I have just passed a pub in Gosport. ‘Beer garden with free gas barbecue’, reads a notice outside. ‘Bring your own food.’
Perhaps the landlord has just been reading an advance copy of Chris Anderson’s upcoming book Free, subtitled Why $0.00 is the future of business. This book (an expanded version of a Wired article at http://tinyurl.com/2okqbk) suggests a new business model has arisen where companies, rock bands and publishers give things away at no charge in order to make money somewhere else.
In truth there is nothing new about this — since Hogarth’s time pubs have experimented with cross-subsidies, offering free straw or, latterly, peanuts to attract customers or make them thirsty.
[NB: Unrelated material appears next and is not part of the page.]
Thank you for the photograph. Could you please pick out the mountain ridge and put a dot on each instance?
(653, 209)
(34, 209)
Anderson mentions King Gillette, who a century ago gave away handles for his razors in order to make money selling the blades. Free handsets for mobile phones are a modern equivalent.
It’s a practice partly driven by quirks of human psychology, in that people are remarkably eccentric about what they are prepared to pay for (beer) and what they are not (gas for the barbecue). And it’s especially common online since, when paying for online media, people are even crankier than usual. Offer anyone a current copy of the Sunday Times and they hand over £2 without demur (£3 at WH Smith’s, when it will then come with a chocolate bar the size of the flight deck of the USS Nimitz). Suggest they pay £10 a year for access to a searchable online database of every article to have appeared in the Times since 1785, on the other hand, and they react as though you’re deranged. Perversely the very abundance of content available online diminishes what people are prepared to pay for it.
The ‘Free’ model falls down when — to extend the pub metaphor — people turn up to use your gas barbecue and bring their own drink.